Which treatment is most effective for patients with Achilles tendinopathy?

van der Vlist AC, Winters M, Weir A, et al
British Journal of Sports Medicine 2021;55:249-256.

Abstract
Objective To provide a consistently updated overview of the comparative effectiveness of treatments for Achilles tendinopathy.

Design Living systematic review and network meta-analysis.

Data sources Multiple databases including grey literature sources were searched up to February 2019.

Study eligibility criteria Randomised controlled trials examining the effectiveness of any treatment in patients with both insertional and/or midportion Achilles tendinopathy. We excluded trials with 10 or fewer participants per treatment arm or trials investigating tendon ruptures.

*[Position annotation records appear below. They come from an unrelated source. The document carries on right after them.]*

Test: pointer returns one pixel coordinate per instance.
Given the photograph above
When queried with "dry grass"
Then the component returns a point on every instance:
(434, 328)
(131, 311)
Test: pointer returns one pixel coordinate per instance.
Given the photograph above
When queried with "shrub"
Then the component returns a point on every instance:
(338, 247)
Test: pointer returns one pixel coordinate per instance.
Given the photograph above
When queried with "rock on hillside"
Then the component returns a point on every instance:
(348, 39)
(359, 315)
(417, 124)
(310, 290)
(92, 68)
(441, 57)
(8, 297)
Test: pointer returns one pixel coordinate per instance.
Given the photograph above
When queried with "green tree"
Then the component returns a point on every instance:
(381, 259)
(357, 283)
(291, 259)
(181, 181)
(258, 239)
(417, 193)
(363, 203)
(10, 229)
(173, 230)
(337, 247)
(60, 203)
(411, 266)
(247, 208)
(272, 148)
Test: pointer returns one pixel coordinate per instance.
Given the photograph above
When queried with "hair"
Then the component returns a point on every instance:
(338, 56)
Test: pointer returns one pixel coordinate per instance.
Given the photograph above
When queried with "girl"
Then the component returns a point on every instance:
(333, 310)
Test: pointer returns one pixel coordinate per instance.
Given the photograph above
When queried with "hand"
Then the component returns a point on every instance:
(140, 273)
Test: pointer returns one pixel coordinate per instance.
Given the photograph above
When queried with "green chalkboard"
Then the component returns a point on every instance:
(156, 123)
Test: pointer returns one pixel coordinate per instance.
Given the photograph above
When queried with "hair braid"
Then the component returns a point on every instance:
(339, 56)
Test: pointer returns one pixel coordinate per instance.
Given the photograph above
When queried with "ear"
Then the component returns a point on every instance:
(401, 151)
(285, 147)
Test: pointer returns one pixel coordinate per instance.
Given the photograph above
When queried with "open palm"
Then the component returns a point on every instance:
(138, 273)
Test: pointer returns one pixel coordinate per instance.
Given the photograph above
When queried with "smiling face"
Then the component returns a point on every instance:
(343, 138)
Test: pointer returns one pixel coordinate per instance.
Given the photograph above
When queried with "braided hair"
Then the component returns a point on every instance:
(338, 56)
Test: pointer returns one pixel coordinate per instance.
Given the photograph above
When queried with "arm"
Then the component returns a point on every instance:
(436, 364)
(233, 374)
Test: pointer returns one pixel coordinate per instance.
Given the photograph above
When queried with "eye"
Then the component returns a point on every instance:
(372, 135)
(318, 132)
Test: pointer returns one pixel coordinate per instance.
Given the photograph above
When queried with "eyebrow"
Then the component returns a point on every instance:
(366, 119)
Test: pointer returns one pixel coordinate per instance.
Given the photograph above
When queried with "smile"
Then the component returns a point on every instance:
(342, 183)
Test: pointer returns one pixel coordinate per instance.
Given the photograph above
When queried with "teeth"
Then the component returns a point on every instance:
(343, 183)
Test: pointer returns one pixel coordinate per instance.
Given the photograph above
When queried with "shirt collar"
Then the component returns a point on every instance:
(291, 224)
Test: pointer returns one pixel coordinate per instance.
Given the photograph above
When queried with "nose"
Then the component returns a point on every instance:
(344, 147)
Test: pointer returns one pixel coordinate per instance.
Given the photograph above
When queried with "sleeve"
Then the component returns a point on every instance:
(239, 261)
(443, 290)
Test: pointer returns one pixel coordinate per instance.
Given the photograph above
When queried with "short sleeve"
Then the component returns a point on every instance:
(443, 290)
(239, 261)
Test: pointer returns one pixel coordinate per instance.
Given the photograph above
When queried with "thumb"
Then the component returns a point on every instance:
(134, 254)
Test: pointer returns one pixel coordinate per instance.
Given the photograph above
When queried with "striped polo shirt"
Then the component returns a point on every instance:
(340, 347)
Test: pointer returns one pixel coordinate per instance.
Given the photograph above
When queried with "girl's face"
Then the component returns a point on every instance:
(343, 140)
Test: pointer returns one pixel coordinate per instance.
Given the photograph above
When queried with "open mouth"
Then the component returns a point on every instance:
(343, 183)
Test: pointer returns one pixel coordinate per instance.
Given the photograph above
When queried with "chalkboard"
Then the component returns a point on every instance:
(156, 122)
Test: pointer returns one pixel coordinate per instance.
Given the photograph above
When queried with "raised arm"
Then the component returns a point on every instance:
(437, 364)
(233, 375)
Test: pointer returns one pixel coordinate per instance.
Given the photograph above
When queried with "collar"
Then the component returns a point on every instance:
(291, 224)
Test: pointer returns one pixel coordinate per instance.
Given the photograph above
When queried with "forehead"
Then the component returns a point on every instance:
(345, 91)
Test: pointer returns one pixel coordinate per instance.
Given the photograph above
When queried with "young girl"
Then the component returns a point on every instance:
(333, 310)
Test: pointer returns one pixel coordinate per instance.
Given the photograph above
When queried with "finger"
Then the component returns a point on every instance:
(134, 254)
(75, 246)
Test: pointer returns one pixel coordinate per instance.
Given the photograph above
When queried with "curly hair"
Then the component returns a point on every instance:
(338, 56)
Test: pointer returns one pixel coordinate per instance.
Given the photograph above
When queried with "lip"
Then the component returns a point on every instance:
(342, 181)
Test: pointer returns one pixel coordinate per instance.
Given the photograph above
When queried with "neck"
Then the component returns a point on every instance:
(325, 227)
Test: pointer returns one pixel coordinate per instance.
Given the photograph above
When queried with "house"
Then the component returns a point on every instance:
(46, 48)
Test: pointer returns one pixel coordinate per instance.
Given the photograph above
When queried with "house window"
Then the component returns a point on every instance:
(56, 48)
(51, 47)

Data extraction and synthesis Reviewers independently extracted data and assessed the risk of bias. We used the Grading of Recommendations Assessment, Development and Evaluation to appraise the certainty of evidence.

Primary outcome measure The validated patient-reported Victorian Institute of Sport Assessment-Achilles questionnaire.

Results 29 trials investigating 42 different treatments were included. 22 trials (76%) were at high risk of bias and 7 (24%) had some concerns. Most trials included patients with midportion tendinopathy (86%). Any treatment class seemed superior to wait-and-see for midportion Achilles tendinopathy at 3 months (very low to low certainty of evidence). At 12 months, exercise therapy, exercise+injection therapy and exercise+night splint therapy were all comparable with injection therapy for midportion tendinopathy (very low to low certainty). No network meta-analysis could be performed for insertional Achilles tendinopathy.

Summary/conclusion In our living network meta-analysis no trials were at low risk of bias and there was large uncertainty in the comparative estimates. For midportion Achilles tendinopathy, wait-and-see is not recommended as all active treatments seemed superior at 3-month follow-up. There seems to be no clinically relevant difference in effectiveness between different active treatments at either 3-month or 12-month follow-up. As exercise therapy is easy to prescribe, can be of low cost and has few harms, clinicians could consider starting treatment with a calf-muscle exercise programme.

Journal Reference

From: Achilles Pain, Stiffness, and Muscle Power Deficits: Midportion Achilles Tendinopathy Revision 2018
Clinical Practice Guidelines Linked to the International Classification of Functioning, Disability and Health From the Orthopaedic Section of the American Physical Therapy Association
Journal of Orthopaedic & Sports Physical Therapy
Published Online:April 30, 2018Volume48Issue5PagesA1-A38
https://www.jospt.org/doi/10.2519/jospt.2018.0302

“Clinicians should use mechanical loading, which can be either in the form of eccentric exercise, or a heavy-load, slow-speed (concentric/eccentric) exercise program, to decrease pain and improve function for patients with midportion Achilles tendinopathy without presumed frailty of the tendon structure.”